December 1: How to Smoke a Bush Rat

On Tuesday, Mamie [Signe’s host mother] said that she was going to the farm to smoke agouti. I came along to see just how one prepares the famous bush rat. Agouti is a delicacy here in Benin. Its meat is sought after like Maine lobster or Norwegian salmon. To buy one live agouti you’ll pay about $15. Then you have to prepare it.

The two farm hands tried to capture three plump agoutis, about the size of groundhogs, from their cages. (The agouti makes noises similar to a chipmunk or a squirrel, it has four short legs and a long skinny tail, similar to a rat’s. It’s certainly not the typical rodent that often becomes road kill in Ohio.)

There is no butchery here for small animals like chickens, pheasants, or agoutis. I had witnessed Dede, age fifteen, slit several chickens’ throats on our back patio. When Alexis took the large knife and cut the agouti’s jugular and vertebrae, causing the animal to pant and gasp for air, I had to look away. Taking the life of any living creature is difficult, but an African’s got to do what an African’s got to do. Watching its life drain out with the red blood on the cement well covering under the hot sun gave me a funny feeling in my stomach....

I held the tail and the paws as Mamie quartered the animal. The head with beaver-like teeth and small ears made a fifth part. I made a mental note not to eat the head, if I could help it.

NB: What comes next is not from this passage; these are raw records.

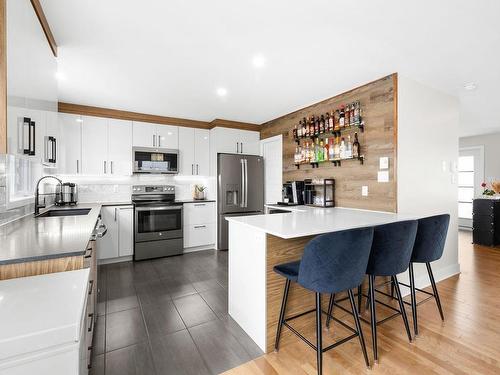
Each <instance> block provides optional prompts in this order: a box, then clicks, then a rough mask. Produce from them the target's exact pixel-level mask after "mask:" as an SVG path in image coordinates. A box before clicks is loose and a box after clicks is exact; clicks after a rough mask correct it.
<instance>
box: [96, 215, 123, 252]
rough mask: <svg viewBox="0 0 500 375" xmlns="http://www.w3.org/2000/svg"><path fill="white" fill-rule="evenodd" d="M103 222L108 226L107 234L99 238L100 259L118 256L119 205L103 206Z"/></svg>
mask: <svg viewBox="0 0 500 375" xmlns="http://www.w3.org/2000/svg"><path fill="white" fill-rule="evenodd" d="M101 217H102V222H103V224H104V225H106V227H107V228H108V231H107V232H106V235H105V236H104V237H102V238H98V239H97V257H98V259H109V258H117V257H118V243H119V242H118V241H119V236H118V207H113V206H105V207H102V208H101Z"/></svg>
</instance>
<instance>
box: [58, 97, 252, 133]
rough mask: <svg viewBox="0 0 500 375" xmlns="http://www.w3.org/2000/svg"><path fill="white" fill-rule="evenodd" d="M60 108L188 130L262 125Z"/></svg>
mask: <svg viewBox="0 0 500 375" xmlns="http://www.w3.org/2000/svg"><path fill="white" fill-rule="evenodd" d="M58 107H59V108H58V110H59V112H61V113H70V114H74V115H83V116H96V117H106V118H115V119H119V120H128V121H141V122H150V123H154V124H161V125H176V126H183V127H187V128H199V129H212V128H214V127H216V126H219V127H224V128H232V129H242V130H254V131H259V130H260V125H257V124H250V123H246V122H239V121H230V120H222V119H215V120H214V121H212V122H206V121H198V120H190V119H185V118H178V117H166V116H157V115H149V114H145V113H138V112H130V111H122V110H117V109H109V108H101V107H93V106H86V105H81V104H72V103H64V102H59V106H58Z"/></svg>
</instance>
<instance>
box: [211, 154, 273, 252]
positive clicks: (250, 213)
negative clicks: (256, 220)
mask: <svg viewBox="0 0 500 375" xmlns="http://www.w3.org/2000/svg"><path fill="white" fill-rule="evenodd" d="M217 174H218V175H217V201H218V207H217V217H218V225H217V228H218V230H217V232H218V233H217V247H218V249H219V250H225V249H227V248H228V222H227V220H225V218H226V217H228V216H246V215H261V214H263V213H264V159H263V158H262V157H260V156H253V155H238V154H218V155H217Z"/></svg>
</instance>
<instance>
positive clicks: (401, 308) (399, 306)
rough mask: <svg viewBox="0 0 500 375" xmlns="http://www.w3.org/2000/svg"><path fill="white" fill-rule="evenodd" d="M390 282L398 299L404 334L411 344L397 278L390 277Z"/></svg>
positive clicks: (401, 297)
mask: <svg viewBox="0 0 500 375" xmlns="http://www.w3.org/2000/svg"><path fill="white" fill-rule="evenodd" d="M392 280H393V282H394V285H395V289H396V295H397V297H398V302H399V309H400V310H401V316H402V317H403V322H404V324H405V328H406V334H407V335H408V340H409V341H410V342H411V333H410V325H409V324H408V317H407V316H406V310H405V304H404V302H403V297H401V289H399V283H398V278H397V276H392Z"/></svg>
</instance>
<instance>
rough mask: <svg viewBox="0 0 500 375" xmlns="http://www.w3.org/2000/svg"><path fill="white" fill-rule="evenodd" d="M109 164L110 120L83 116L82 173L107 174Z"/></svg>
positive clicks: (101, 174)
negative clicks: (108, 147) (109, 139)
mask: <svg viewBox="0 0 500 375" xmlns="http://www.w3.org/2000/svg"><path fill="white" fill-rule="evenodd" d="M108 164H109V163H108V120H107V119H105V118H101V117H93V116H83V123H82V172H83V173H84V174H89V175H103V174H107V173H108V172H109V165H108Z"/></svg>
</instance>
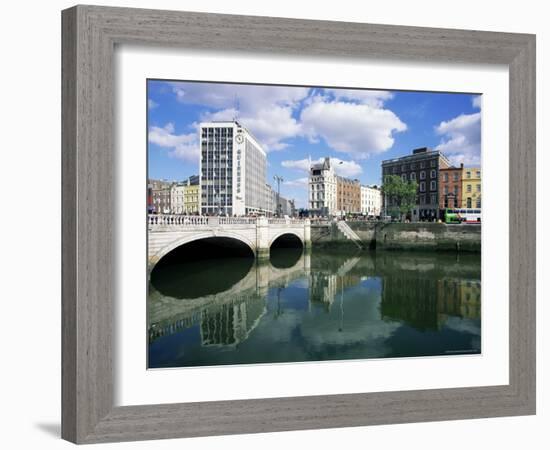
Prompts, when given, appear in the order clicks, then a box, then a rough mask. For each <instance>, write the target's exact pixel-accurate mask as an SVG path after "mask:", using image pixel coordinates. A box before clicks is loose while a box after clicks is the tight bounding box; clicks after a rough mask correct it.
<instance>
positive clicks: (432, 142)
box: [147, 80, 481, 207]
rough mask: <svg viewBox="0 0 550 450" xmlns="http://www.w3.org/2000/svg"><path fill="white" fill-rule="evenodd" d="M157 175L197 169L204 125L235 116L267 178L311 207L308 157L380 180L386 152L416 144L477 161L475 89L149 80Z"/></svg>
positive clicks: (346, 174)
mask: <svg viewBox="0 0 550 450" xmlns="http://www.w3.org/2000/svg"><path fill="white" fill-rule="evenodd" d="M147 83H148V85H147V87H148V127H149V129H148V134H147V136H148V139H147V141H148V166H149V173H148V176H149V178H154V179H168V180H183V179H185V178H187V177H188V176H189V175H193V174H198V172H199V147H198V124H199V123H200V122H201V121H204V120H231V119H233V118H235V117H236V118H237V120H238V121H239V122H241V123H242V124H243V125H244V126H245V127H246V128H248V130H249V131H251V132H252V133H253V134H254V135H255V136H256V138H257V139H258V140H259V142H260V143H262V145H263V146H264V148H265V150H266V151H267V153H268V180H267V182H269V183H271V184H272V185H274V183H273V176H274V175H275V174H277V175H281V176H282V177H283V178H284V180H285V181H284V182H283V184H282V185H281V194H282V195H284V196H285V197H288V198H294V199H296V202H297V205H298V206H300V207H305V206H306V204H305V203H306V198H307V169H308V167H309V160H310V158H311V160H312V161H316V160H319V159H320V158H324V157H325V156H329V157H331V158H333V160H334V164H335V168H336V170H337V173H339V174H340V175H342V176H347V177H350V178H357V179H359V180H361V182H362V183H363V184H380V167H381V161H383V160H384V159H389V158H394V157H398V156H403V155H407V154H410V153H411V150H412V149H413V148H417V147H431V148H434V149H439V150H442V151H443V152H444V153H445V154H446V155H447V156H448V157H449V158H450V159H451V161H452V162H453V163H454V164H457V165H458V164H460V163H461V162H463V163H464V164H465V166H479V165H480V153H481V97H480V96H479V95H476V94H458V93H435V92H404V91H389V90H367V89H337V88H310V87H298V86H266V85H242V84H222V83H204V82H176V81H161V80H148V82H147Z"/></svg>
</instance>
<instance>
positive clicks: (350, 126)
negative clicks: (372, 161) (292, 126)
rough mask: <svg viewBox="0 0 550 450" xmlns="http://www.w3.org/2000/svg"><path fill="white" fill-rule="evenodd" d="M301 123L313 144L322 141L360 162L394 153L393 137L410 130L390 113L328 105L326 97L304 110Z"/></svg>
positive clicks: (380, 110) (305, 108)
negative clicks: (370, 156)
mask: <svg viewBox="0 0 550 450" xmlns="http://www.w3.org/2000/svg"><path fill="white" fill-rule="evenodd" d="M300 119H301V121H302V127H303V132H304V134H305V135H306V136H307V137H308V138H309V139H310V140H311V141H315V140H318V139H319V138H322V139H323V140H324V141H325V142H326V143H327V144H328V145H329V146H330V147H331V148H333V149H334V150H336V151H339V152H343V153H347V154H349V155H351V156H353V157H355V158H358V159H364V158H368V157H369V156H370V155H373V154H377V153H381V152H384V151H385V150H388V149H390V148H391V147H392V145H393V143H394V138H393V133H395V132H400V131H405V130H406V129H407V126H406V125H405V124H404V123H403V122H401V120H400V119H399V117H397V116H396V115H395V113H394V112H393V111H390V110H389V109H382V108H379V107H375V106H371V105H369V104H364V103H350V102H342V101H328V100H327V98H326V97H322V96H318V97H317V98H316V99H315V100H314V101H313V102H311V104H310V105H308V106H306V107H305V108H304V109H303V110H302V113H301V115H300Z"/></svg>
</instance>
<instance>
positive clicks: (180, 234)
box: [147, 214, 311, 271]
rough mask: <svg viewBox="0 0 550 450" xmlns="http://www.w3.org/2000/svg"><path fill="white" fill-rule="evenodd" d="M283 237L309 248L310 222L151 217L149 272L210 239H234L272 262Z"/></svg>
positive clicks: (209, 217)
mask: <svg viewBox="0 0 550 450" xmlns="http://www.w3.org/2000/svg"><path fill="white" fill-rule="evenodd" d="M284 235H293V236H295V237H297V238H298V239H299V240H300V242H301V243H302V245H303V247H304V248H309V247H310V246H311V226H310V221H309V219H305V220H301V219H290V218H266V217H258V218H251V217H209V216H182V215H157V214H151V215H149V217H148V243H147V255H148V269H149V271H151V270H152V269H153V267H154V266H155V265H156V264H157V262H159V261H160V260H161V259H162V257H163V256H165V255H167V254H168V253H170V252H171V251H172V250H174V249H176V248H178V247H180V246H182V245H184V244H187V243H189V242H192V241H197V240H200V239H208V238H229V239H235V240H237V241H240V242H242V243H244V244H246V245H247V246H248V247H249V248H250V250H252V252H253V253H254V255H255V256H256V258H258V259H269V249H270V248H271V245H272V244H273V242H275V241H276V240H277V239H278V238H279V237H281V236H284Z"/></svg>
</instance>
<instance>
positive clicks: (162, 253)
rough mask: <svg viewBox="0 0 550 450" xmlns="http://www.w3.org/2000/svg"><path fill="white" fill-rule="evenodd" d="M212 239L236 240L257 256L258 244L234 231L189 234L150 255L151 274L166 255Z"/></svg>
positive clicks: (165, 246) (178, 239)
mask: <svg viewBox="0 0 550 450" xmlns="http://www.w3.org/2000/svg"><path fill="white" fill-rule="evenodd" d="M210 238H228V239H235V240H237V241H239V242H241V243H243V244H246V246H247V247H248V248H250V250H251V252H252V254H253V255H256V243H255V242H252V241H251V240H250V239H249V238H248V237H247V236H244V235H242V234H239V233H235V232H232V231H220V230H217V231H211V230H210V231H205V232H200V233H192V234H188V235H186V236H182V237H181V238H179V239H175V240H174V241H172V242H170V243H169V244H167V245H165V246H164V247H162V248H161V249H160V250H158V251H157V252H156V253H155V254H153V255H149V267H148V268H149V272H151V271H152V270H153V268H154V267H155V266H156V265H157V263H158V262H159V261H160V260H161V259H162V258H163V257H165V256H166V255H168V254H169V253H170V252H172V251H173V250H176V249H177V248H178V247H181V246H182V245H185V244H189V243H190V242H195V241H200V240H203V239H210Z"/></svg>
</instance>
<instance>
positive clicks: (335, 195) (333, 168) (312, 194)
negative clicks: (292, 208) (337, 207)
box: [308, 158, 337, 216]
mask: <svg viewBox="0 0 550 450" xmlns="http://www.w3.org/2000/svg"><path fill="white" fill-rule="evenodd" d="M336 192H337V191H336V174H335V173H334V168H333V167H332V165H331V163H330V158H325V159H324V161H323V162H322V163H316V164H313V165H311V168H310V170H309V182H308V206H309V209H310V211H311V213H312V214H317V215H321V216H331V215H334V214H335V213H336V209H337V207H336Z"/></svg>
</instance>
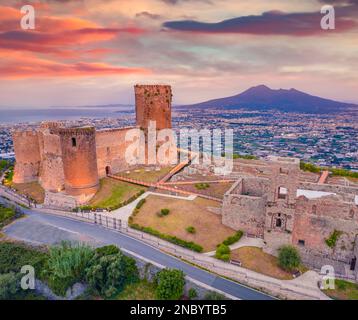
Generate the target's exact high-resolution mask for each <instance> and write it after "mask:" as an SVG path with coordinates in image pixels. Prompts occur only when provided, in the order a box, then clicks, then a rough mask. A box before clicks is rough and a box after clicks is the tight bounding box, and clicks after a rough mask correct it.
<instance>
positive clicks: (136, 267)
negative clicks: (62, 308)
mask: <svg viewBox="0 0 358 320" xmlns="http://www.w3.org/2000/svg"><path fill="white" fill-rule="evenodd" d="M104 251H106V250H103V251H102V252H101V254H99V253H97V252H96V254H95V256H94V257H93V259H92V262H91V266H90V267H88V268H87V270H86V280H87V282H88V285H89V288H90V290H91V291H92V292H93V293H94V294H99V295H101V296H102V297H106V298H109V297H111V296H113V295H114V294H116V293H118V292H119V291H121V290H123V288H124V286H125V285H127V284H130V283H133V282H136V281H138V280H139V276H138V269H137V266H136V262H135V260H134V259H133V258H130V257H127V256H125V255H124V254H123V253H122V252H121V251H119V252H118V253H114V254H109V255H102V253H103V252H104ZM108 252H109V253H110V251H109V250H108Z"/></svg>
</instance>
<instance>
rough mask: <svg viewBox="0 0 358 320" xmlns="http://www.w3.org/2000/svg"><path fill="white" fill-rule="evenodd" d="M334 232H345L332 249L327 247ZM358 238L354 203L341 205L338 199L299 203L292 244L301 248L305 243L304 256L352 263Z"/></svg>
mask: <svg viewBox="0 0 358 320" xmlns="http://www.w3.org/2000/svg"><path fill="white" fill-rule="evenodd" d="M334 230H337V231H340V232H342V235H341V236H340V237H339V238H338V241H337V243H336V246H335V247H334V248H333V249H331V248H329V247H328V246H327V244H326V243H325V240H326V239H327V238H329V237H330V235H331V234H332V233H333V231H334ZM357 234H358V208H357V206H355V205H354V203H349V202H343V201H339V200H338V199H337V197H334V196H331V197H324V198H320V199H315V200H308V199H306V198H305V197H300V198H298V199H297V204H296V214H295V222H294V229H293V236H292V241H293V244H295V245H297V244H298V243H299V240H303V241H304V246H301V251H303V252H304V254H308V253H312V254H314V253H316V254H321V255H327V256H329V257H330V258H331V259H335V260H340V261H344V262H345V263H349V262H350V259H351V258H352V252H353V249H354V241H355V238H356V235H357Z"/></svg>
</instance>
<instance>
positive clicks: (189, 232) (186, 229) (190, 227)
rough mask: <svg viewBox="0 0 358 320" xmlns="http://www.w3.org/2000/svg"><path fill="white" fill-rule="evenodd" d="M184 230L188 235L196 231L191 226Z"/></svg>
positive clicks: (192, 227)
mask: <svg viewBox="0 0 358 320" xmlns="http://www.w3.org/2000/svg"><path fill="white" fill-rule="evenodd" d="M185 230H186V232H188V233H192V234H194V233H196V229H195V228H194V227H193V226H189V227H187V228H186V229H185Z"/></svg>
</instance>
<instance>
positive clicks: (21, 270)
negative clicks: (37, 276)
mask: <svg viewBox="0 0 358 320" xmlns="http://www.w3.org/2000/svg"><path fill="white" fill-rule="evenodd" d="M21 273H22V274H25V275H24V276H23V277H22V278H21V289H23V290H29V289H31V290H33V289H35V269H34V267H33V266H29V265H26V266H23V267H22V268H21Z"/></svg>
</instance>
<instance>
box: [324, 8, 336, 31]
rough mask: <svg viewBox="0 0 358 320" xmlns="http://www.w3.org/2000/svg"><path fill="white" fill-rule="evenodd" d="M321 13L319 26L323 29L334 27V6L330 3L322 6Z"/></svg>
mask: <svg viewBox="0 0 358 320" xmlns="http://www.w3.org/2000/svg"><path fill="white" fill-rule="evenodd" d="M321 13H322V14H324V16H323V17H322V19H321V28H322V29H323V30H334V29H336V13H335V10H334V7H333V6H331V5H326V6H323V7H322V9H321Z"/></svg>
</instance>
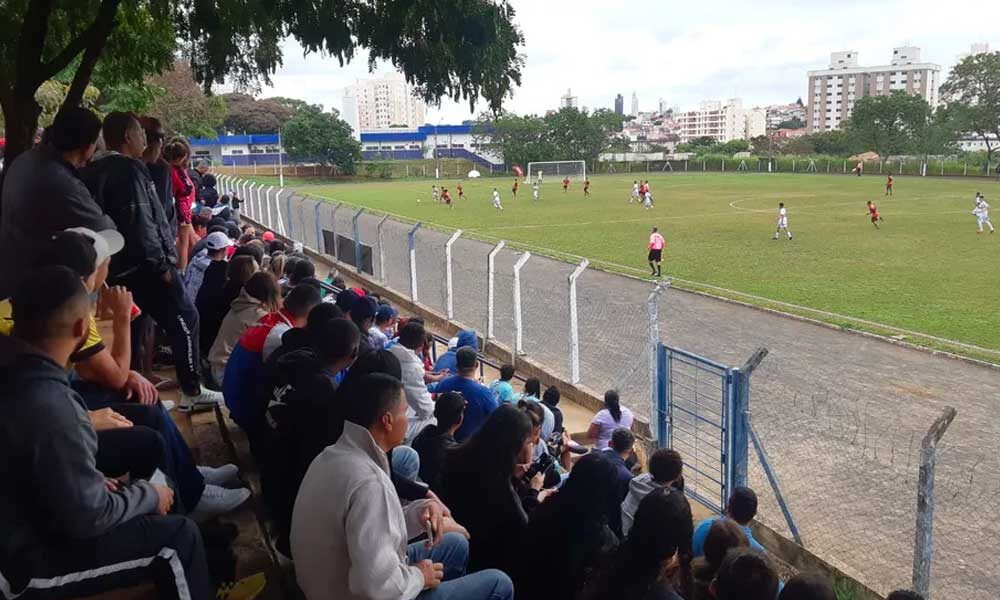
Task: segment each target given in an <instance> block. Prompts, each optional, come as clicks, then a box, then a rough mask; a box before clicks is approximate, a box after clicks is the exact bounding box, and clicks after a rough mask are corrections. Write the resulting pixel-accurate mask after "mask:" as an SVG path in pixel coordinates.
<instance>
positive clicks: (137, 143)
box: [83, 112, 222, 410]
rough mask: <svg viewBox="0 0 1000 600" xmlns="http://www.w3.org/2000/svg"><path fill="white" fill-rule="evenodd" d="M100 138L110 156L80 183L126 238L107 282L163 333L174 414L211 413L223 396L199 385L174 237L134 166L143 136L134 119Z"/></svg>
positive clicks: (193, 322) (125, 115) (158, 202)
mask: <svg viewBox="0 0 1000 600" xmlns="http://www.w3.org/2000/svg"><path fill="white" fill-rule="evenodd" d="M103 132H104V142H105V143H106V144H107V146H108V149H109V150H111V152H110V153H109V154H108V155H107V156H105V157H103V158H101V159H99V160H96V161H94V162H93V163H92V164H91V165H90V166H88V167H87V168H86V169H85V170H84V173H83V179H84V181H85V182H86V184H87V187H88V188H89V189H90V192H91V194H92V195H93V196H94V199H95V200H97V204H98V205H99V206H101V207H102V208H103V209H104V212H105V213H107V214H108V215H109V216H110V217H111V218H112V219H113V220H114V222H115V225H117V226H118V230H119V231H120V232H121V234H122V235H123V236H124V237H125V248H124V250H122V251H121V252H119V253H118V254H116V255H115V256H114V257H112V259H111V268H110V274H111V277H110V279H112V280H114V281H115V282H116V283H120V284H123V285H125V286H126V287H128V288H129V290H131V291H132V295H133V297H134V298H135V302H136V304H138V305H139V308H141V309H142V311H143V312H145V313H147V314H149V315H150V316H152V317H153V319H155V320H156V322H157V323H158V324H159V325H160V327H162V328H163V330H164V331H165V332H166V334H167V338H168V339H169V340H170V345H171V347H172V349H173V356H174V366H175V368H176V369H177V382H178V383H179V384H180V387H181V399H180V406H181V408H182V409H186V410H193V409H195V408H198V407H205V406H214V405H216V404H218V403H220V402H222V394H221V393H219V392H215V391H213V390H209V389H207V388H203V387H202V385H201V351H200V348H199V346H198V312H197V311H196V310H195V308H194V304H193V303H192V302H191V299H190V298H189V297H188V293H187V290H186V289H185V288H184V281H183V279H182V278H181V276H180V273H178V271H177V267H176V265H177V255H176V253H175V243H174V235H173V233H172V232H171V231H170V225H169V223H167V219H166V215H165V214H164V212H163V203H162V202H161V201H160V200H159V198H158V196H157V192H156V189H155V187H154V186H153V181H152V179H150V176H149V170H148V169H147V168H146V165H145V164H144V163H143V162H142V161H141V160H140V159H141V157H142V153H143V151H144V150H145V149H146V134H145V132H144V131H143V129H142V126H141V125H139V121H138V120H137V119H136V118H135V116H134V115H132V114H130V113H122V112H113V113H111V114H109V115H108V116H107V117H106V118H105V119H104V126H103Z"/></svg>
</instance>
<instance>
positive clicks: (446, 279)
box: [444, 229, 462, 321]
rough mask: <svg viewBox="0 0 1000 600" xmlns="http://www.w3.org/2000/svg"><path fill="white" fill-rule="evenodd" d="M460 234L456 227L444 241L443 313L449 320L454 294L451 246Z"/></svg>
mask: <svg viewBox="0 0 1000 600" xmlns="http://www.w3.org/2000/svg"><path fill="white" fill-rule="evenodd" d="M461 235H462V230H461V229H456V230H455V233H453V234H451V237H450V238H448V241H447V242H445V243H444V295H445V302H444V304H445V314H446V316H447V317H448V320H449V321H451V320H453V319H454V318H455V296H454V291H453V288H452V273H451V246H452V244H454V243H455V241H456V240H458V238H459V236H461Z"/></svg>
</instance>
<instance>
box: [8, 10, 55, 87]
mask: <svg viewBox="0 0 1000 600" xmlns="http://www.w3.org/2000/svg"><path fill="white" fill-rule="evenodd" d="M51 13H52V0H33V1H32V2H29V3H28V10H26V11H25V13H24V22H23V23H22V24H21V36H20V39H19V40H18V42H17V65H16V67H15V81H14V85H15V86H16V87H18V88H21V89H23V90H29V91H30V92H31V93H34V90H35V89H36V88H37V87H38V85H39V84H41V82H43V81H45V79H46V78H45V77H44V76H43V74H42V73H41V72H40V69H39V67H40V66H41V64H42V49H43V48H44V47H45V35H46V34H47V33H48V30H49V15H50V14H51Z"/></svg>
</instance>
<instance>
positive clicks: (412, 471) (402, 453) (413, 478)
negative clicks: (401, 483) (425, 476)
mask: <svg viewBox="0 0 1000 600" xmlns="http://www.w3.org/2000/svg"><path fill="white" fill-rule="evenodd" d="M389 465H390V468H391V469H392V472H393V473H395V474H396V475H397V476H398V477H402V478H403V479H409V480H410V481H416V480H417V474H418V473H420V455H419V454H417V451H416V450H414V449H413V448H410V447H409V446H396V447H395V448H393V449H392V455H391V456H390V459H389Z"/></svg>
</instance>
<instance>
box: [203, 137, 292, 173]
mask: <svg viewBox="0 0 1000 600" xmlns="http://www.w3.org/2000/svg"><path fill="white" fill-rule="evenodd" d="M188 143H189V144H191V151H192V155H193V156H192V158H194V159H199V158H204V159H208V160H211V161H212V164H214V165H224V166H233V165H235V166H252V165H276V164H278V156H279V153H280V155H281V159H282V161H284V162H288V155H287V154H285V153H284V151H283V149H282V148H281V146H280V145H279V141H278V134H276V133H250V134H244V135H220V136H219V137H217V138H215V139H208V138H190V139H188Z"/></svg>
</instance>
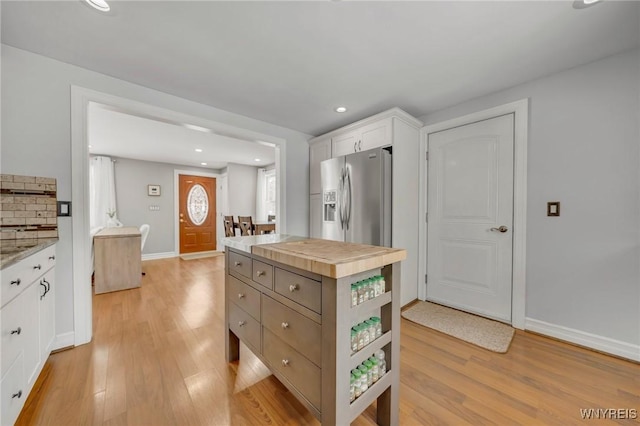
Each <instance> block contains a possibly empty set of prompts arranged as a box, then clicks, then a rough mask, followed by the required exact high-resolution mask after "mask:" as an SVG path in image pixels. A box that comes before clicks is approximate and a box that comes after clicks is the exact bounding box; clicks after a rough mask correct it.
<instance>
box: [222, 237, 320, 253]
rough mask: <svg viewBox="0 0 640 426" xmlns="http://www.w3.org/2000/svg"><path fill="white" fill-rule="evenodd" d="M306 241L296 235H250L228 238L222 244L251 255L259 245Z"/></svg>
mask: <svg viewBox="0 0 640 426" xmlns="http://www.w3.org/2000/svg"><path fill="white" fill-rule="evenodd" d="M306 239H307V238H306V237H298V236H296V235H287V234H262V235H249V236H245V237H226V238H223V239H222V240H221V243H222V244H223V245H224V246H225V247H231V248H233V249H236V250H240V251H244V252H246V253H251V248H252V247H253V246H255V245H258V244H273V243H283V242H286V241H300V240H306Z"/></svg>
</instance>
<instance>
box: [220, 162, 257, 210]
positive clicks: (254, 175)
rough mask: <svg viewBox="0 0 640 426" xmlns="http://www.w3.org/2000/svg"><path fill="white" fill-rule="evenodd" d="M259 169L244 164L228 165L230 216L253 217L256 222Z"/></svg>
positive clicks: (228, 164)
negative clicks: (246, 165)
mask: <svg viewBox="0 0 640 426" xmlns="http://www.w3.org/2000/svg"><path fill="white" fill-rule="evenodd" d="M257 183H258V168H257V167H253V166H245V165H243V164H228V165H227V187H228V189H229V214H230V215H232V216H233V217H234V218H235V220H238V216H251V217H253V220H254V221H255V220H256V186H257Z"/></svg>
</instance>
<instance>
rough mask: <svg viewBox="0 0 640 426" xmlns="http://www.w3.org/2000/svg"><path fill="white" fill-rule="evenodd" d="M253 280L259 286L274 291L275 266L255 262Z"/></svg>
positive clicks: (264, 263) (256, 260)
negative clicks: (259, 285)
mask: <svg viewBox="0 0 640 426" xmlns="http://www.w3.org/2000/svg"><path fill="white" fill-rule="evenodd" d="M253 280H254V281H255V282H257V283H258V284H261V285H263V286H265V287H267V288H268V289H269V290H273V266H271V265H269V264H268V263H264V262H260V261H259V260H254V261H253Z"/></svg>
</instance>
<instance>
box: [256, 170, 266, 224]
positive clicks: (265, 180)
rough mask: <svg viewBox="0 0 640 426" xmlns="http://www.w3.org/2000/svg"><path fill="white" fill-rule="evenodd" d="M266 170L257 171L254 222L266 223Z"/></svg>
mask: <svg viewBox="0 0 640 426" xmlns="http://www.w3.org/2000/svg"><path fill="white" fill-rule="evenodd" d="M266 171H267V169H258V183H257V185H256V222H266V221H267V214H268V213H267V177H266Z"/></svg>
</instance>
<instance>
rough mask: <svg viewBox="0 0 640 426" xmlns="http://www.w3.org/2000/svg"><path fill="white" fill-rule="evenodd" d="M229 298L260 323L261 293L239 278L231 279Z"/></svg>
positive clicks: (229, 299) (228, 298) (233, 277)
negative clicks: (257, 320)
mask: <svg viewBox="0 0 640 426" xmlns="http://www.w3.org/2000/svg"><path fill="white" fill-rule="evenodd" d="M228 289H229V293H228V294H227V298H228V299H229V301H230V302H233V303H235V304H237V305H238V306H239V307H240V308H241V309H242V310H243V311H245V312H246V313H248V314H249V315H251V316H252V317H254V318H255V319H256V320H258V321H260V292H259V291H258V290H256V289H255V288H252V287H251V286H248V285H247V284H245V283H243V282H242V281H240V280H239V279H237V278H234V277H229V287H228Z"/></svg>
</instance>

Mamie seasoned the meat with a sauce of pepper, anise, salt, and oil, as one brushes barbeque sauce over ribs. She placed the pieces onto the large iron grill that fit perfectly into a cement chimney. Guess what we used for fuel: coconut husks and coconut branches! Mamie added a few Laurier leaves to the fire to give the smoke a good aroma. We spent the next two hot hours fanning the fire with a palm leaf-woven fan, adding more wood, and turning the agouti pieces.